The Cathartic Pessimism of ‘Oh Hello!’
2016 was a very, very bad year no matter how you slice it. In tough times, comedy is often a form of escape that people turn to when they need comforting. With that in mind, we asked our contributors to pick the one piece of comedy in any form that they turn to when they really need cheering up. We’ll be sharing their choices throughout the week in a package we’re calling “The Best Medicine.”
To me, this year’s election felt like a prank orchestrated by a curmudgeonly, tone-deaf New Yorker. And if Donald Trump had a favorite prank show, it would probably be Too Much Tuna. It’s simple and to-the-point: Gil Faizon and George St. Geegland (played by Nick Kroll and John Mulaney, respectively) con a different guest each week with the same premise: take them to a diner and give them too much tuna fish. If their victim refuses to be bested, Faizon and Geegland mock and deride them anyway because to them, their idea is foolproof, and they don’t have any other options. Sound familiar?

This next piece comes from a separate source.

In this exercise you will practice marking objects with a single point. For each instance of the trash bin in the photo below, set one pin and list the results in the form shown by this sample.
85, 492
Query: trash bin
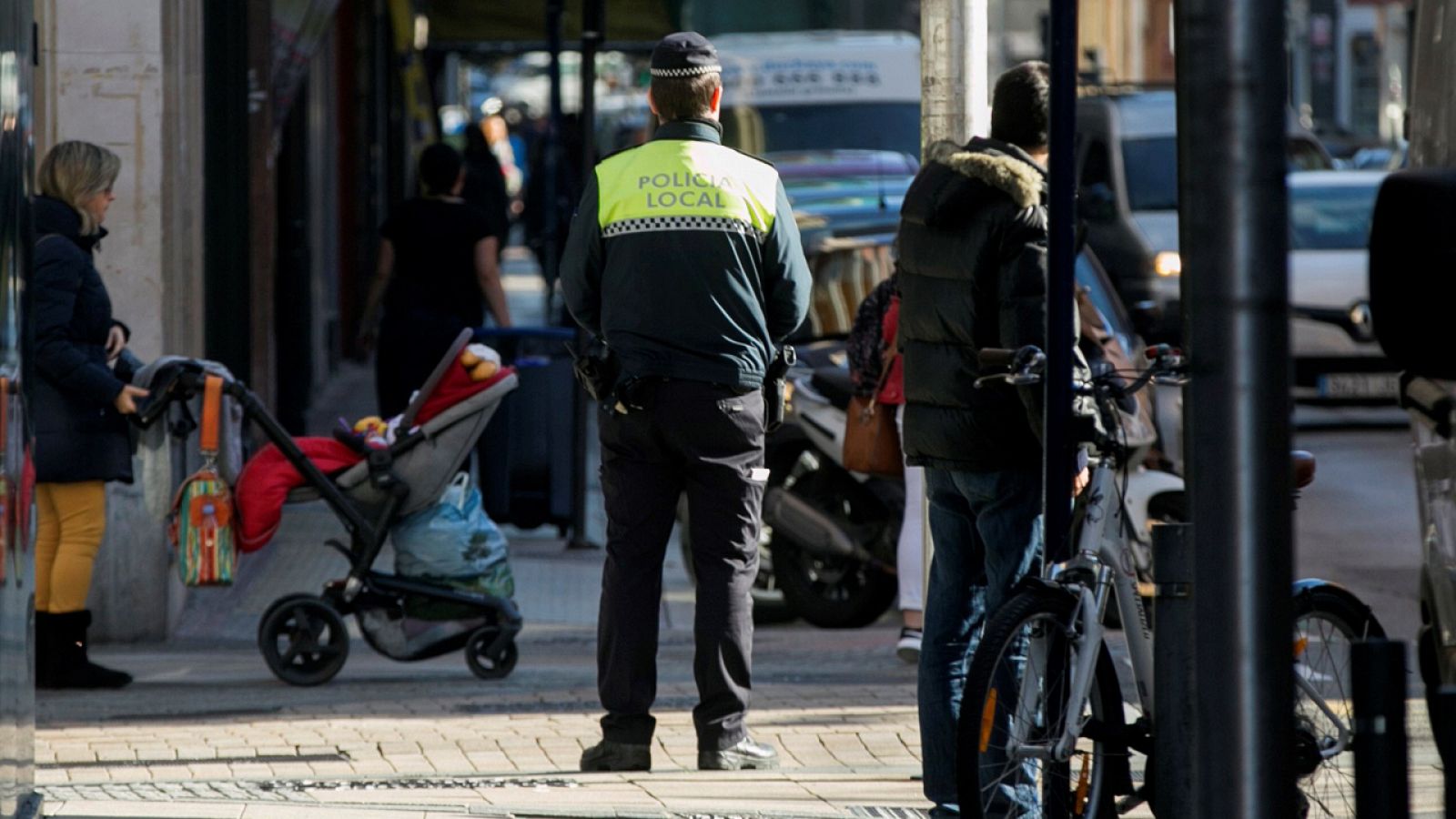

This year, Mulaney and Kroll brought Gil and George to Broadway, and their move from Off-Broadway to the Lyceum Theatre has only given them more room to kvetch. Watching Oh Hello is like reading Blaise Pascal: to George and Gil, the world is a horrible place filled with horrible people. Why should we expect positivity to be the natural state of affairs? Oh Hello reminds us that things have always been shit, and will always be shit. But George and Gil’s peculiar friendship perseveres throughout the series. In its surprising moments of tenderness, the stage adaptation endorses friendship, loyalty, and artistic integrity, all while making questionable jokes about bestiality and sexual assault.
This year, it’s been helpful to remember that America has seen worse years (“The power went out a few years ago and people didn’t even steal VCRs and kill each other,” laments George), and that we were never really, to put it in Trump terms, “great.” The pessimism of Oh Hello provides poignant catharsis in this year of too much bigotry, too much loss, and as always, too much tuna.